The acorn is now becoming a sprout!  The sprout would work alongside their mentors, observing how a person of a more affluent caste works, speaks and spends their time.  Within one week, the mentors would ensure that the sprout had a job or had started a viable small business.  It is likely that one of the three mentors would have formed a positive relationship by now and that one would not be getting along well with the sprout.  This is natural and perfect.  That mentor can now walk away.

So, before I further romanticize this Utopian process, let’s examine what would likely happen at this, the 7 day point, assuming the program began with 15 drug-free acorns.  It is my guess that at least 5 of the people would have refused and dropped out by now, saying things like, “I am not going to wear long sleeves, I don’t care if I have tattoos, I have the right not to be judged” or “I am not reading your books and I won’t listen to them on tape, they are boring” or “I am a night person, I am not getting up at no 4am to work for some bakery.”  “I have S.A.D. and need to take some “me” time because I am depressed.”  “I don’t think I would enjoy THAT job.”  “What does diet and exercise have to do with learning to be rich, I don’t like vegetables or long walks.”  It is likely that these 5 would continue their habit of avoiding difficult tasks in the pursuit of short-term satisfaction.

Of the 10 remaining acorns, I predict that a few would be doing well and would be motivated to win.  I further predict that one of those or a couple were just playing a con game on me and you, and that they fooled us both.  The remaining folks would still be plugging away.

In week two, sprouts would graduate to saplings, still not as strong as the mighty 75-year-old oak, but growing every day.  Saplings would be given the task of working two mornings a week as interns for a local property management company.  The task of this company would be to expose the saplings to the excuses and mentality of tenants and the divide between owners and renters.  Saplings would have finished 2 or 3 books, and their daily hour of YouTube video assignments.  They would have now watched 14 episodes of Shark Tank.  They would be working 40 hours per week the second week, as well as doing their assignments.  Most would likely have dropped out by the end of the week, but three would remain.

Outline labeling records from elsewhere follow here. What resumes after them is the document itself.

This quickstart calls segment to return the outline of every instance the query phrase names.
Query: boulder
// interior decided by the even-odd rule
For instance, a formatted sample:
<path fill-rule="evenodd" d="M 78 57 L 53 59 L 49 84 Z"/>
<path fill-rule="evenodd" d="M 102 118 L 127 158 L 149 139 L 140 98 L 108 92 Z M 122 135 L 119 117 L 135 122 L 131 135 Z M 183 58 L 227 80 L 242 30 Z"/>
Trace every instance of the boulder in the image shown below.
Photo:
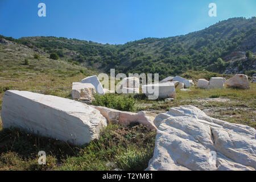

Those three would be introduced to an additional mentor at the beginning of week three.  This new mentor would be a millionaire capable of motivating and offering excellent advice.  All mentors would be encouraging and celebrate successes and help the saplings increase their self-respect and pride.  They would encourage positive attitudes, and help the saplings understand that they are making a new life for themselves.

By the end of week 4, it is likely that 1 more sapling would have dropped out.  The two remaining saplings would now be strong and would have been spending the previous two weeks seeking their own housing situation, with mentors advising them along the way.  Beginning the 5th week, saplings would now begin paying back the loans for clothing, food and rent, even if only $5 each week.  This would provide them with self respect that is typically absent when receiving charity.

The goal of this program is NOT the same as the goal of “public schooling” which is to create “employees.”  Why do poor people not just get a job?  We don’t care.  Rather, the goal of this program is to help develop free-thinking individual entrepreneurs.